Elli iki oyun kartıyla oynanan zeka ve dostluk oyunu briç. Bir spor, bir bilim dalı ve müzik gibi evrensel bir dil. Günümüzde oynanan "Kontrat Briç" 1925 yılında Amerikalı işadamı Harold S. Vanderbilt tarafından Konuşmalı Briç ve Plafond isimli kart oyunlarının en iyi yönlerinin alınıp bazı yeni düzenlemeler yapmasıyla ortaya çıkmıştır. Uluslararası Olimpiyat Komitesi tarafından 1998 yılında zihin sporu olarak kabul edilmiştir. ACBL (Amerika Kontrat Briç Ligi) yayınlarında "İlk defa Türkiye'de İstanbul'da oynanmıştır, adını Haliç'in üzerindeki Galata Köprüsü'nden almaktadır “ denilmektedir. Türk kökenli bir oyun olduğu iddia edilse de aslında İngiliz'lerin Whist isimli oyunundan evrimleşerek bugünkü haline gelmiştir.
Briçte toplam 15 kelime vardır. Birle yedi arasında yedi adet rakam, pik, kör, karo, trefl, sanzatu, kontr, sürkontr, bir de pas.

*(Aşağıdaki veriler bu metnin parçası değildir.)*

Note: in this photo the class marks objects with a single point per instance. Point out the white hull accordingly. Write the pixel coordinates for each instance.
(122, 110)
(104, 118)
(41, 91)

Briç, bu on beş kelimeyle elimizle ilgili binlerce bilgiyi ortağımıza aktarabilmektir. Federasyonu olan, yüksek okullarda ders olarak okutulan bir oyun. İnternette canlı olarak da oynanabilen, en ucuz oyunlardan biri. Kumar değil.
Brici iki perdelik esere benzetiyor Faik Falay adındaki usta. Birinci perdede herkes elini anlatıp arttırmaya girerek oyunu almaya çalışır. İkinci perdede kağıtlar yere açılır ve kart oyunu başlar.
Çözümlemeli düşünme, beyni doğru kullanma, neden sonuç ilişkisi kurabilme yeteneklerini geliştirir. Bilim dergilerinin birinde, yakın dostlukların yaşamı iyileştirdiğine ilişkin bir araştırma sonucu yayınlanmıştı. Briç yakın dostluklar geliştirmemize yardımcı olur.
Melih Özdil, Faik Falay, Okay Gür, Tezcan Şen, Yalçın Atabey, Şiar Yalçın yerli usta briççilerimizden birkaçı. Ömer Şerif, Zia Mahmut, Marty Bergen, Charles Goren, Michel Lebel, Ely Culbertson yabancı briç ustaları.
Briçte başarı, kartları saymak, ortaklığın gereklerine uymak, disiplin ve emekle mümkün. Anahtar cümle: " Ben şimdi ortağıma ne dedim? " sözüdür.
Bazen zihin ve beden olarak kendimizi çok yorgun hissettiğimiz anlar olabilir.
Briç, bu en yorgun anlarımızda üzerine binip dağları aşabileceğimiz, daldan yontulmuş değnekten bir at gibidir. Neşe içinde yolumuza devam etmemizi sağlar!